ClickHouse-Bulk
Simple Yandex ClickHouse insert collector. It collect requests and send to ClickHouse servers.
Installation
Download binary for you platorm
or
Use docker image
or from sources (Go 1.13+):
git clone https://github.com/nikepan/clickhouse-bulk
cd clickhouse-bulk
go build
Features
- Group n requests and send to any of ClickHouse server
- Sending collected data by interval
- Tested with VALUES, TabSeparated formats
- Supports many servers to send
- Supports query in query parameters and in body
- Supports other query parameters like username, password, database
- Supports basic authentication
For example:
INSERT INTO table3 (c1, c2, c3) VALUES ('v1', 'v2', 'v3')
INSERT INTO table3 (c1, c2, c3) VALUES ('v4', 'v5', 'v6')
sends as
INSERT INTO table3 (c1, c2, c3) VALUES ('v1', 'v2', 'v3')('v4', 'v5', 'v6')
Options
- -config - config file (json); default config.json
Configuration file
{
"listen": ":8124",
"flush_count": 10000, // check by \n char
"flush_interval": 1000, // milliseconds
"clean_interval": 0, // how often cleanup internal tables - e.g. inserts to different temporary tables, or as workaround for query_id etc. milliseconds
"remove_query_id": true, // some drivers sends query_id which prevents inserts to be batched
"dump_check_interval": 300, // interval for try to send dumps (seconds); -1 to disable
"debug": false, // log incoming requests
"dump_dir": "dumps", // directory for dump unsended data (if clickhouse errors)
"clickhouse": {
"down_timeout": 60, // wait if server in down (seconds)
"connect_timeout": 10, // wait for server connect (seconds)
"tls_server_name": "", // override TLS serverName for certificate verification (e.g. in cases you share same "cluster" certificate across multiple nodes)
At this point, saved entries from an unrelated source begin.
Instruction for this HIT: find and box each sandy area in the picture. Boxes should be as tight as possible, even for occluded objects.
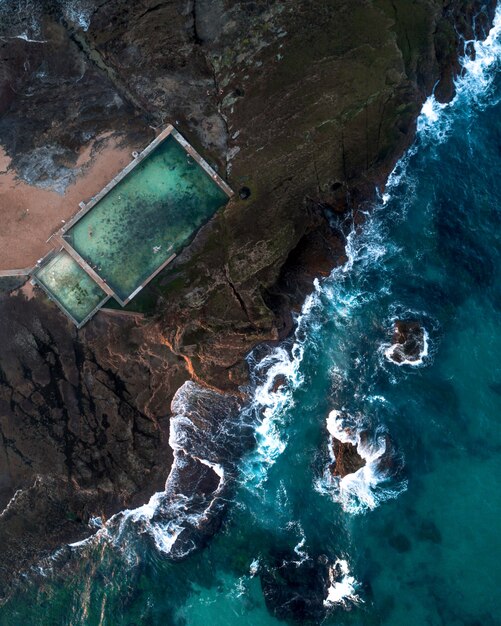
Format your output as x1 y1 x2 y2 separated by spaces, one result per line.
0 135 138 270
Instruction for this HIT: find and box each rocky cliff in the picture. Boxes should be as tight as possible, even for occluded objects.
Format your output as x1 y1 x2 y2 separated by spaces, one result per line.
0 0 495 596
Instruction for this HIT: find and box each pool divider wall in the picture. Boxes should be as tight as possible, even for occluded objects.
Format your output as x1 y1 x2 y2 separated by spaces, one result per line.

"insecure_tls_skip_verify": false, // INSECURE - skip certificate verification at all
"servers": [
"http://127.0.0.1:8123"
]
},
"metrics_prefix": "prefix"
}
Environment variables (used for docker image)
CLICKHOUSE_BULK_DEBUG
- enable debug logging
CLICKHOUSE_SERVERS
- comma separated list of servers
CLICKHOUSE_FLUSH_COUNT
- count of rows for insert
CLICKHOUSE_FLUSH_INTERVAL
- insert interval
CLICKHOUSE_CLEAN_INTERVAL
- internal tables clean interval
DUMP_CHECK_INTERVAL
- interval of resend dumps
CLICKHOUSE_DOWN_TIMEOUT
- wait time if server is down
CLICKHOUSE_CONNECT_TIMEOUT
- clickhouse server connect timeout
CLICKHOUSE_TLS_SERVER_NAME
- server name for TLS certificate verification
CLICKHOUSE_INSECURE_TLS_SKIP_VERIFY
- skip certificate verification at all
METRICS_PREFIX
- prefix for prometheus metrics
Quickstart
./clickhouse-bulk
and send queries to :8124
Metrics
manual check main metrics
curl -s http://127.0.0.1:8124/metrics | grep "^ch_"
ch_bad_servers 0
- actual count of bad servers
ch_dump_count 0
- dumps saved from launch
ch_queued_dumps 0
- actual dump files id directory
ch_good_servers 1
- actual good servers count
ch_received_count 40
- received requests count from launch
ch_sent_count 1
- sent request count from launch
Tips
For better performance words FORMAT and VALUES must be uppercase.